I heard the best joke yesterday.
Q: What do you call a $1 trillion increase in taxes?
A: Interesting, creative, and fun.
If you are Senator Baucus, you’re most likely gripping your sides in laugher. If you are an American taxpayer, you’re probably horrified. Rightfully so. In a seemingly never ending stream of scary quotations from the Obama administration and Democratic leadership, Baucus described the list of possible taxes as “interesting, they’re creative; some are kind of fun.” Senator Baucus, there is nothing “fun” about higher taxes. Higher taxes disincentivize workers, decrease productivity and destroy American jobs.
Freedom fighters at Americans for Tax Reform have endeavored to show Americans why higher taxes for expanded government health care are no laughing matter. Tim Andrews found that with the House’s 5.4 percent surtax on the top income bracket, marginal tax rates would increase above either communist China or Cuba. John Kartch found that, despite President Obama’s promise, the Democrat House bill directly increases taxes on Americans making less than $250,000 a year in at least three different ways.

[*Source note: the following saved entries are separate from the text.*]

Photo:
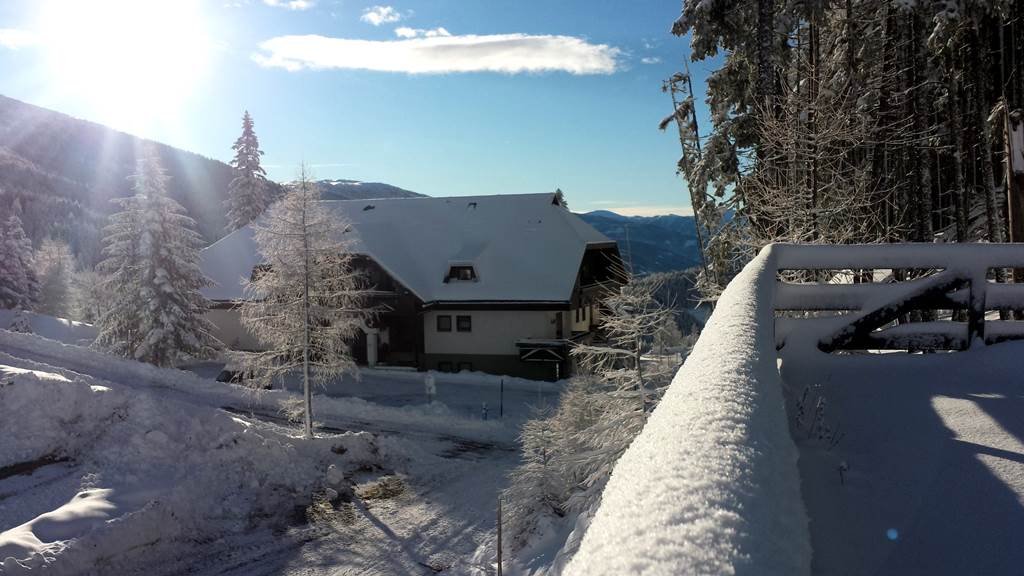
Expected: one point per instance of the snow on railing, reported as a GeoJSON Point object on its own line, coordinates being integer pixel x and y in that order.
{"type": "Point", "coordinates": [949, 277]}
{"type": "Point", "coordinates": [711, 485]}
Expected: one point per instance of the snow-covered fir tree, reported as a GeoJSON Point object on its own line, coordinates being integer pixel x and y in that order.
{"type": "Point", "coordinates": [54, 268]}
{"type": "Point", "coordinates": [861, 121]}
{"type": "Point", "coordinates": [18, 285]}
{"type": "Point", "coordinates": [248, 194]}
{"type": "Point", "coordinates": [304, 303]}
{"type": "Point", "coordinates": [89, 295]}
{"type": "Point", "coordinates": [568, 455]}
{"type": "Point", "coordinates": [152, 264]}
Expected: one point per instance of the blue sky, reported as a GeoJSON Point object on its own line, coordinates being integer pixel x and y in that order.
{"type": "Point", "coordinates": [442, 97]}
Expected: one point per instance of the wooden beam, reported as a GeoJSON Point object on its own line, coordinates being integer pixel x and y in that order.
{"type": "Point", "coordinates": [858, 331]}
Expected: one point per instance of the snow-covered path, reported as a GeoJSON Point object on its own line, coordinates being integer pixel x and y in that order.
{"type": "Point", "coordinates": [934, 451]}
{"type": "Point", "coordinates": [450, 469]}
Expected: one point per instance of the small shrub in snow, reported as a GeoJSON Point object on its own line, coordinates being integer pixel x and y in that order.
{"type": "Point", "coordinates": [568, 455]}
{"type": "Point", "coordinates": [384, 489]}
{"type": "Point", "coordinates": [18, 285]}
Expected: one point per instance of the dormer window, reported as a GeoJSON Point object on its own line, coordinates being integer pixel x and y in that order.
{"type": "Point", "coordinates": [461, 274]}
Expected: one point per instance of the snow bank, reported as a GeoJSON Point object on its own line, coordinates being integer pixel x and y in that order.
{"type": "Point", "coordinates": [711, 486]}
{"type": "Point", "coordinates": [157, 474]}
{"type": "Point", "coordinates": [59, 329]}
{"type": "Point", "coordinates": [336, 412]}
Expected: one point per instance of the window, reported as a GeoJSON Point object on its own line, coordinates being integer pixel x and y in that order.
{"type": "Point", "coordinates": [462, 274]}
{"type": "Point", "coordinates": [258, 272]}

As if seizing money from Americans’ wallets wasn’t enough, Democrats seem set on raising the cost of health care by taxing the insurance industry for a portion of the $1 trillion health care plan. Obama promised Americans they can keep their health care plan if they like what they have, but increasing the cost of non-government health care plans is nothing short of an attempt to drive the private market out of the health care sector. Congressmen can propose taxes on the health care industry because they don’t have to worry about whether or not their families will receive the necessary health care. When a health conflict arises for any Congressman’s family, no one doubts that a politician’s family will receive the necessary health care. The Americans who pay the higher costs of health care aren’t found on the Hill.
Politicians can laugh all they want about “fun” tax ideas. It’s Americans who are crying.